The Healing Heat of Moxibustion
Updated: Mar 30
Moxibustion is a technique within Traditional Chinese Medicine that has been used as an adjunct to acupuncture treatments for thousands of years. In fact it is such an integral part of the practice of acupuncture that the Chinese character for acupuncture actually translates to “acupuncture-moxibustion”. The technique involves burning ‘moxa’ (fermented mugwort) and applying it near the region being treated in order to bring warmth to the area. Traditionally it was seen as a means to warm the acupuncture channels and move stagnation of Qi and blood.
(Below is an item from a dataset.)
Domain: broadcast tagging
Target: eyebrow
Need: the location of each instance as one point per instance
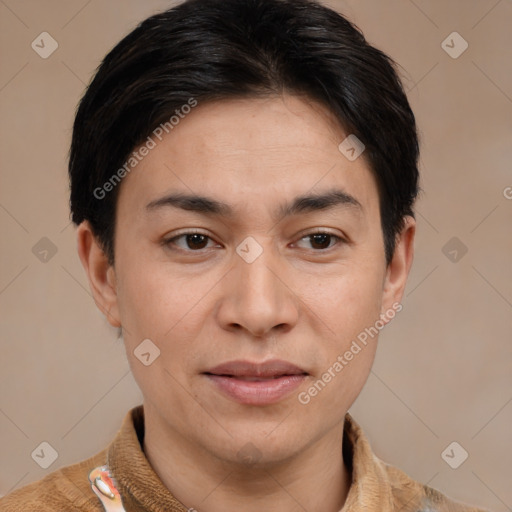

In medical terminology this means dilating blood vessels and improving blood flow, thereby promoting healing.
Traditionally a mix of fermented mugwart was used in treatment, however these days a smokeless charcoal version is often used. The application of heat to any region of the body improves circulation and promotes the healing process, particularly is there are regions of the body that harbour stagnant energy or are affected by cold. New research also shows that heat application stimulates heat shock proteins (HSP) that promote healing and regeneration of tissues. Moxibustion is commonly used to treat injury and muscle pain by promoting the healing process, but is also used for acne and skin infections, and has even been found to be effective in aiding a breech baby to return to the normal positioning by using moxa on the point BL67 on the tip of the little toe.